The tracts include some that Moab-based Living Rivers and Colorado Riverkeeper contend will hurt air quality at Arches National Park and contaminate groundwater used by residents if developed.
The sale was held Feb. 19 at the Salt Lake City office of the BLM.
Each parcel offered for auction was sold, with total receipts topping $4 million, according to the BLM. The average bid was $108.74 per acre.
“Percheron Energy, LLC, of Denver submitted the highest total bid per acre – $340 – for parcel 129 located in the BLM-Utah Canyon County District,” according to a news release from the BLM. “All leases are issued with conditions on oil and gas activities to protect the environment …”
The agency’s news release noted an environmental analysis under the National Environmental Policy Act (NEPA) must be conducted to determine “site-specific need for various types of impact-limiting or mitigation measures” prior to development.
BLM spokeswoman Megan Crandall of the Salt Lake City office said public comment is taken as part of the NEPA process, giving citizens another chance to make their voices heard after leases are sold. She said the agency balances the goals of maximum yield along with environmentally sound practices.
“Our responsibility is to make sure we are doing the things we need to do so that any energy development that takes place is done responsibly,” Crandall said.
But Living Rivers wrote in its pre-sale comment that several parcels should have been withdrawn because of potential adverse environmental effects.
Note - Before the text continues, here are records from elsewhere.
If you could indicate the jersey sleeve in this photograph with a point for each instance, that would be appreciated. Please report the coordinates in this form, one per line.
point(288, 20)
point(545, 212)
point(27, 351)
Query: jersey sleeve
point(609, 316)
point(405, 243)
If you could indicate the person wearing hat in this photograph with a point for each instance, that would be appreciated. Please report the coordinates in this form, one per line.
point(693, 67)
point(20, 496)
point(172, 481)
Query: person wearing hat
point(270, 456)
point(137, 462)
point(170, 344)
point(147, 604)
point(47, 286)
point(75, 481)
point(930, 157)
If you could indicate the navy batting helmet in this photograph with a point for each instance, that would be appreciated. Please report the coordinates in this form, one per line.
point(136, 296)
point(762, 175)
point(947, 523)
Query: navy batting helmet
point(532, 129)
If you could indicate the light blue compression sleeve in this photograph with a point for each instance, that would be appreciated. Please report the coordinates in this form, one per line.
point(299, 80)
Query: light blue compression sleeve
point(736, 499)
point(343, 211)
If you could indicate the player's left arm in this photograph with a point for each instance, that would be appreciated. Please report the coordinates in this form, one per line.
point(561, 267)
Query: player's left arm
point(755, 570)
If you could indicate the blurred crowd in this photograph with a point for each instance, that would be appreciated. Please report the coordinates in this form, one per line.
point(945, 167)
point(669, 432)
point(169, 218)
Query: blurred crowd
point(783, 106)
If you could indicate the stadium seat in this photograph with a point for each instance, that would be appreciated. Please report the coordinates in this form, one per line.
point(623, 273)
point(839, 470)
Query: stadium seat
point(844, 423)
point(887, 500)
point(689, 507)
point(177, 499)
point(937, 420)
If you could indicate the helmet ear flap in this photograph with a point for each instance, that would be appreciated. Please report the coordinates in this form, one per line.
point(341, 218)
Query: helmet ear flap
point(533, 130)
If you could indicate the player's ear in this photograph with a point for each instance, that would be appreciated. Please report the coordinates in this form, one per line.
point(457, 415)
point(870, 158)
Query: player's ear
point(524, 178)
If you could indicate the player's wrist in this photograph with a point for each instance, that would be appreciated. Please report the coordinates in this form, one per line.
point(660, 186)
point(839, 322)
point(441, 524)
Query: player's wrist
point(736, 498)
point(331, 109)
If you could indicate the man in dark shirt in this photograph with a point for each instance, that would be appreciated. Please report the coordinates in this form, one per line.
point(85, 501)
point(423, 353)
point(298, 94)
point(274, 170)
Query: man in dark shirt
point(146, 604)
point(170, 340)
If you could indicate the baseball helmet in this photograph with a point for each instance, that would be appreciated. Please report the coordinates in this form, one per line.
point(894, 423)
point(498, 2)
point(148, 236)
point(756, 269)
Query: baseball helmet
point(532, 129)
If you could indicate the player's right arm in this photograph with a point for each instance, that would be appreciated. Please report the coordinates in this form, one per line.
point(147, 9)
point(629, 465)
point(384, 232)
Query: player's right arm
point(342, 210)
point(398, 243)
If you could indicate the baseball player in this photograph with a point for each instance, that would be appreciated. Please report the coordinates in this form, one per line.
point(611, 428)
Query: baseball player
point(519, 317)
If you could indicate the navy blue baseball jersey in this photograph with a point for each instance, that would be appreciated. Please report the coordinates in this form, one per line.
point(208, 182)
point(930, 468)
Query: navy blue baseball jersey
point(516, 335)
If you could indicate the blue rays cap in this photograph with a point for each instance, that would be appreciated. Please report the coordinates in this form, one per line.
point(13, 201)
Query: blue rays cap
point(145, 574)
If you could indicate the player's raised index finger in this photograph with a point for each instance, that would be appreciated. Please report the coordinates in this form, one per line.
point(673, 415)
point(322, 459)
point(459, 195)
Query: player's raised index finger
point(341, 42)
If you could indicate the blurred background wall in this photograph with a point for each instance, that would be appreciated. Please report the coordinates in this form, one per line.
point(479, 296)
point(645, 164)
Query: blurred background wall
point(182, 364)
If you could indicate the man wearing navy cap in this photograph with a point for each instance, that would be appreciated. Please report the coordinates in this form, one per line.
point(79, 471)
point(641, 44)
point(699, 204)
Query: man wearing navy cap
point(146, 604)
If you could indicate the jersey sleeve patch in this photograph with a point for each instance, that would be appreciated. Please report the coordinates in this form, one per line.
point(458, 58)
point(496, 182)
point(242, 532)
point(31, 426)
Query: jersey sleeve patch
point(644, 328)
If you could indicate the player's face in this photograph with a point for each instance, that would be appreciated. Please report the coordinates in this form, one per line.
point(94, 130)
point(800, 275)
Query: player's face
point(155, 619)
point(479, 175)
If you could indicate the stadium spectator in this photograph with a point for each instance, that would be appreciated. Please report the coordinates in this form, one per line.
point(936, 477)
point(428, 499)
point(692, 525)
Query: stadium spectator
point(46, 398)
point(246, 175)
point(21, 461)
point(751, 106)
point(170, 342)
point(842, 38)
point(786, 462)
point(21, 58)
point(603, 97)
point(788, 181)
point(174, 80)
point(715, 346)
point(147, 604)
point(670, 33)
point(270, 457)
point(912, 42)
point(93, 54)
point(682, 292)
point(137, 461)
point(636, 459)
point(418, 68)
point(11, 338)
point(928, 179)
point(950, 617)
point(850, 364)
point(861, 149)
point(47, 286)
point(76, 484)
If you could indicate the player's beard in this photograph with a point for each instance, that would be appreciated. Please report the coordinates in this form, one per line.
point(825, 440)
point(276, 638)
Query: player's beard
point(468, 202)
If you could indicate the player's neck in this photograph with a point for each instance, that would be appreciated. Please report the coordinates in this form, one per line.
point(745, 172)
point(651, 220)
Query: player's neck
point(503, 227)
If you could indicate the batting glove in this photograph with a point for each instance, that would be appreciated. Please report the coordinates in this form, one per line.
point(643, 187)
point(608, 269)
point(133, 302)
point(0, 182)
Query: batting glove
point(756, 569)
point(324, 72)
Those included parcels 15, 171 and 174 near Archest National Park and the Dolores River, which joins the Colorado River in Grand County, the organization wrote.
“Development of these parcels is not consistent with the values of the Three Rivers Special Recreation Management Area … [and] with the values of the Three Rivers Withdrawal, which is to protect the outstanding recreation, scenic, wildlife and cultural values of the river corridors in eastern Utah,” Living River’s comment said. “Wildlife values include foraging and/or breeding habitat that is crucial for deer, elk, pronghorn, prairie dog, borrowing owl and hawk.”
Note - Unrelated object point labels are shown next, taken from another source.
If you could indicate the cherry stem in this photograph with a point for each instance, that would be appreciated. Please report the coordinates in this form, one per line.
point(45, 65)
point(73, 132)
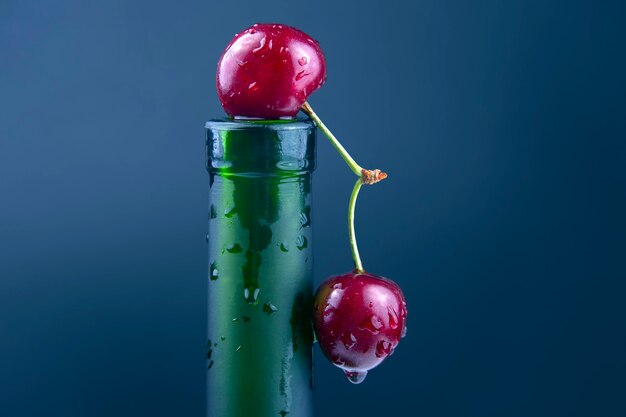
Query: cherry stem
point(358, 266)
point(369, 176)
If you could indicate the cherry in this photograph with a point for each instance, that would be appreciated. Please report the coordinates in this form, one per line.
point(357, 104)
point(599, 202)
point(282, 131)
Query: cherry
point(268, 70)
point(359, 319)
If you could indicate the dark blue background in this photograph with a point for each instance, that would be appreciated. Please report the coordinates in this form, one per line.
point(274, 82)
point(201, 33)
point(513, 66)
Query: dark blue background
point(503, 128)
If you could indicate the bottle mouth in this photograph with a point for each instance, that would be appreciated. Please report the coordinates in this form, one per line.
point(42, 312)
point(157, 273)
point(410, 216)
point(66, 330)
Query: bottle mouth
point(257, 146)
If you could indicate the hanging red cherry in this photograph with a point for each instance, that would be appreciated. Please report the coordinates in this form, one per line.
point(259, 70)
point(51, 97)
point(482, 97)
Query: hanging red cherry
point(359, 319)
point(268, 70)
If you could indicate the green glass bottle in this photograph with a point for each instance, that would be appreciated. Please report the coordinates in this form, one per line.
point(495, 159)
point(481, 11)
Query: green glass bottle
point(260, 268)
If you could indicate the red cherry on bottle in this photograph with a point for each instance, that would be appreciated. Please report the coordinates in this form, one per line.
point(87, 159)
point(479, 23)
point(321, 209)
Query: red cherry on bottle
point(268, 70)
point(359, 319)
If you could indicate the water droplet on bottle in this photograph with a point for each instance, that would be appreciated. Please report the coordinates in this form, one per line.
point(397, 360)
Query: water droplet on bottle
point(301, 242)
point(230, 212)
point(269, 308)
point(356, 377)
point(304, 220)
point(255, 295)
point(213, 271)
point(393, 317)
point(234, 248)
point(383, 348)
point(301, 75)
point(348, 340)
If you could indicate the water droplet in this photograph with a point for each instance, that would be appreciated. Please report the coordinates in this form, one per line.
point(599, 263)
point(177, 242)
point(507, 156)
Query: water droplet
point(328, 310)
point(304, 219)
point(338, 361)
point(269, 308)
point(234, 248)
point(255, 295)
point(356, 377)
point(301, 75)
point(393, 317)
point(261, 45)
point(230, 212)
point(213, 271)
point(301, 242)
point(373, 324)
point(383, 348)
point(348, 340)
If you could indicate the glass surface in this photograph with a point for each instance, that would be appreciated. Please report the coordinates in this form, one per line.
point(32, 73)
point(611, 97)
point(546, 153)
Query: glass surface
point(260, 268)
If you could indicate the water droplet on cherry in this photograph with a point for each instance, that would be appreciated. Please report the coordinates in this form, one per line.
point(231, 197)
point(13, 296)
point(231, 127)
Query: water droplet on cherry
point(356, 320)
point(274, 56)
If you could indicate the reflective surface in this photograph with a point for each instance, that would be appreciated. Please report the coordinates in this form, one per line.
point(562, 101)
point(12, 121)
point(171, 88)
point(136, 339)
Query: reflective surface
point(260, 268)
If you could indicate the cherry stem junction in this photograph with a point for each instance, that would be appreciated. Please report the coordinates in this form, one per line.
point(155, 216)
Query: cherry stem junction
point(358, 266)
point(369, 176)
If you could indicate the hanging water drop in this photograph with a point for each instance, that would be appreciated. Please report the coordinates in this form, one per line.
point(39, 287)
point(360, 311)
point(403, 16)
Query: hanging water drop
point(356, 377)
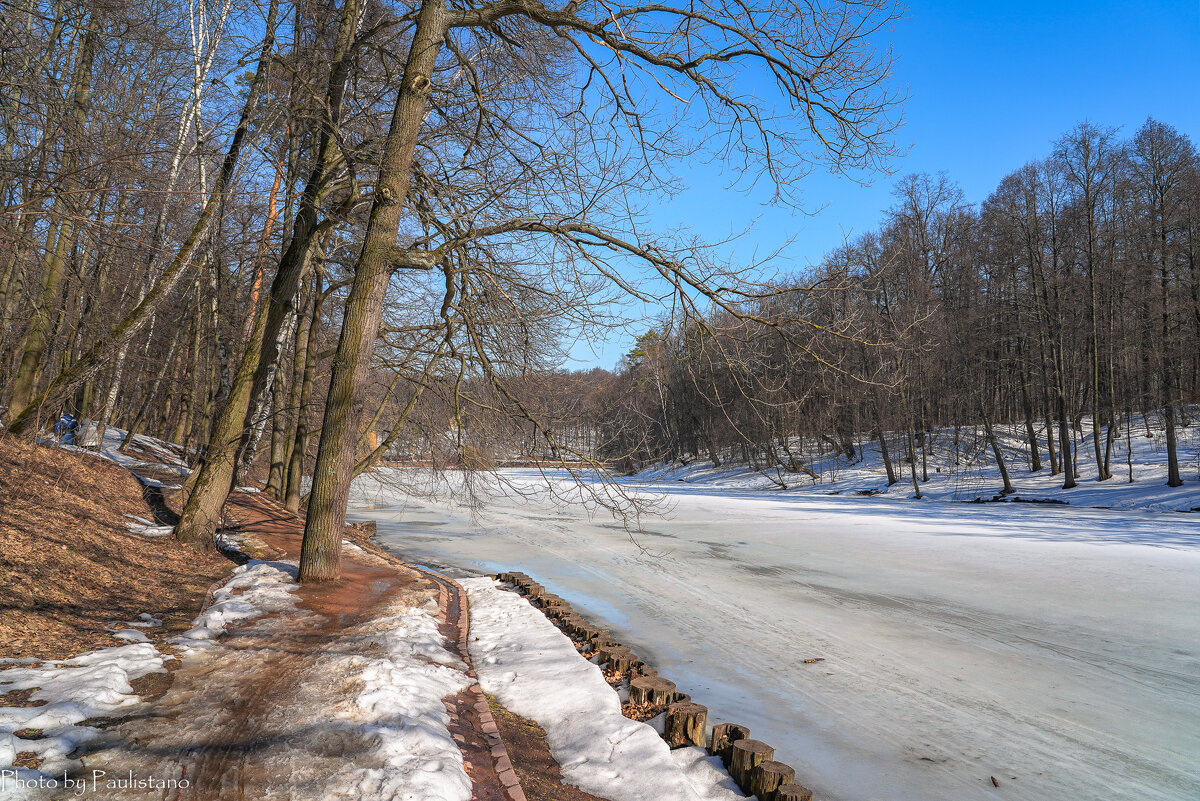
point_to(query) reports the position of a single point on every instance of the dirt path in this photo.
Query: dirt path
(257, 717)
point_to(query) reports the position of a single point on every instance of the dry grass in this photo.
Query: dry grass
(540, 775)
(69, 565)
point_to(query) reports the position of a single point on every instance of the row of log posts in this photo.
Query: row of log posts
(750, 763)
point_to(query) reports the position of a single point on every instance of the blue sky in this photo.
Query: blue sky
(990, 86)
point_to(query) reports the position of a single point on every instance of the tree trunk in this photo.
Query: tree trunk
(321, 550)
(88, 365)
(887, 458)
(60, 238)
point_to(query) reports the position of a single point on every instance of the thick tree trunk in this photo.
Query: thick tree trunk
(995, 450)
(321, 550)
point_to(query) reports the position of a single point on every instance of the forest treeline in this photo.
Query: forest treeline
(1066, 302)
(294, 236)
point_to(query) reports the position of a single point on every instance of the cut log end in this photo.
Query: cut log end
(768, 777)
(748, 754)
(685, 724)
(793, 793)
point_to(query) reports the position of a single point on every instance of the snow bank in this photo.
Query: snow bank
(257, 588)
(97, 684)
(400, 705)
(93, 685)
(535, 672)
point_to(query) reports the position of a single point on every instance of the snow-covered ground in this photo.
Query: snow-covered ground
(535, 672)
(97, 684)
(1054, 648)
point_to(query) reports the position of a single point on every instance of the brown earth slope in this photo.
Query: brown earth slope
(70, 567)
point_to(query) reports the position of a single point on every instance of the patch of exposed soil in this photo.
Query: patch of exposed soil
(541, 778)
(70, 567)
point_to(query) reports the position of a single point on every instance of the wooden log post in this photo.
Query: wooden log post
(663, 692)
(685, 726)
(570, 622)
(645, 670)
(617, 657)
(587, 631)
(622, 661)
(724, 736)
(793, 793)
(640, 690)
(768, 777)
(748, 754)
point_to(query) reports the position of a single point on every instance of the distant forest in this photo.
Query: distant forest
(1067, 302)
(299, 239)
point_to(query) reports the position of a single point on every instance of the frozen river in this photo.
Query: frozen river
(1051, 648)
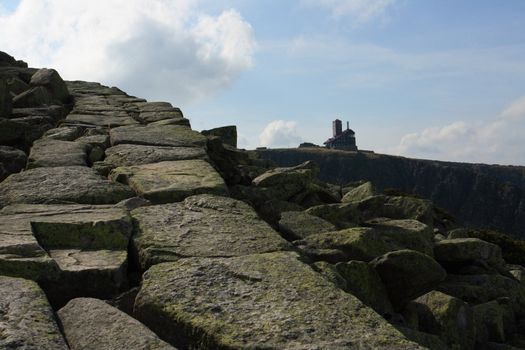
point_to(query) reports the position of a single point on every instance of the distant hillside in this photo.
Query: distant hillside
(479, 195)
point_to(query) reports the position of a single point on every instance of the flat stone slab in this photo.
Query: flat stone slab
(54, 153)
(26, 319)
(203, 226)
(101, 120)
(56, 226)
(93, 324)
(158, 135)
(126, 154)
(265, 301)
(171, 181)
(73, 184)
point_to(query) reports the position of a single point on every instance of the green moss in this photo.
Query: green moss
(513, 250)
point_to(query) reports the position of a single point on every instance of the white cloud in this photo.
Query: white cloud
(498, 140)
(360, 10)
(280, 133)
(153, 48)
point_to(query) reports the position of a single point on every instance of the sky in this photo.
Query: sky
(433, 79)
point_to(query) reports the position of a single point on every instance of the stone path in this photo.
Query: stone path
(216, 275)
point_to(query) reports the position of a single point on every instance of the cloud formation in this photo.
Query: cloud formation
(153, 48)
(360, 10)
(498, 140)
(280, 133)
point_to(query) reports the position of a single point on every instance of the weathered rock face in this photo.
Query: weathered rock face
(171, 181)
(339, 267)
(479, 195)
(201, 226)
(264, 300)
(408, 274)
(227, 134)
(93, 324)
(27, 318)
(74, 184)
(52, 82)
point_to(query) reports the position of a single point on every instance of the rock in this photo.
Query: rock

Living Rivers added, “Fugitive gases from oil and gas operations in this area will have cumulative impacts on air quality at Arches National Park. Arches NP does not have a station to monitor air quality and the station in Canyonlands has recorded pollution levels near exceedance. Until air quality is better understood at Arches NP, these parcels should be deferred so that increasing levels of harm can be eliminated.”
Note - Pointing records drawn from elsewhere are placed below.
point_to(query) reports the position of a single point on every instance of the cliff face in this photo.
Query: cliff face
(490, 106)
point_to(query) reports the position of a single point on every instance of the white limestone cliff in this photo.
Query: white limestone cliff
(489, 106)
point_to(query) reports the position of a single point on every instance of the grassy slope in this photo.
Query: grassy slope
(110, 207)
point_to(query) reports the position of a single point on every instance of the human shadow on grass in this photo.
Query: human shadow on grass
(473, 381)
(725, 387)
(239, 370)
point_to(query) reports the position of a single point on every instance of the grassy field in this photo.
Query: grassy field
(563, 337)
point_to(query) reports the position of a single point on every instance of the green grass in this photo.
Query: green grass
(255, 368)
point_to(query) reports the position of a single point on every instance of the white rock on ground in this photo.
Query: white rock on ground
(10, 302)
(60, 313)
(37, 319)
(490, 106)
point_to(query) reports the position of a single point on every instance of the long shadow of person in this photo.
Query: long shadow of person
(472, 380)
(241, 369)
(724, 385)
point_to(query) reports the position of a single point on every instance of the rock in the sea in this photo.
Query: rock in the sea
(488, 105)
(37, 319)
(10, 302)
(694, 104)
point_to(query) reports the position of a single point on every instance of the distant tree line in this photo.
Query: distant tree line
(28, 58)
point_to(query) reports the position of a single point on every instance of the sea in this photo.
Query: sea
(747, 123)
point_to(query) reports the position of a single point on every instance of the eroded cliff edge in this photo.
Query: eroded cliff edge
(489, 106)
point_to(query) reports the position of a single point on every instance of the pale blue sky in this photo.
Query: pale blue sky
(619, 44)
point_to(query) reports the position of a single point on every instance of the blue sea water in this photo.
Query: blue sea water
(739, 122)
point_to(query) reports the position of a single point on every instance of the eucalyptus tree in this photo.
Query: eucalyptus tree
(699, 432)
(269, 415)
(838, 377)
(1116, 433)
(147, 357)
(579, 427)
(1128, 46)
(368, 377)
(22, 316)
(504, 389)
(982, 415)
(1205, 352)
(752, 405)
Harvey Mineral Partners of Dallas, Texas, purchased all three parcels.
Land Professionals Inc. of Afton, Wyo., purchased a particularly contentious parcel in San Juan County. Kiley Miller said parcel 42, near the home she shares with partner John Rzeczycki, could pollute their residential groundwater if developed.
Living Rivers agreed, writing in its protest that the parcel should be deferred “… in consideration of the threat to residents of Kane Creek, Bridger Jack Mesa, and Brown’s Hole. These homeowners have investments in infrastructure that provides clean drinking water.
“Other investments at risk include depreciation of property values. Risks to welfare and health include air pollution from fugitive gases, with other nuisances such as dust, noise, and impairment of night skies.”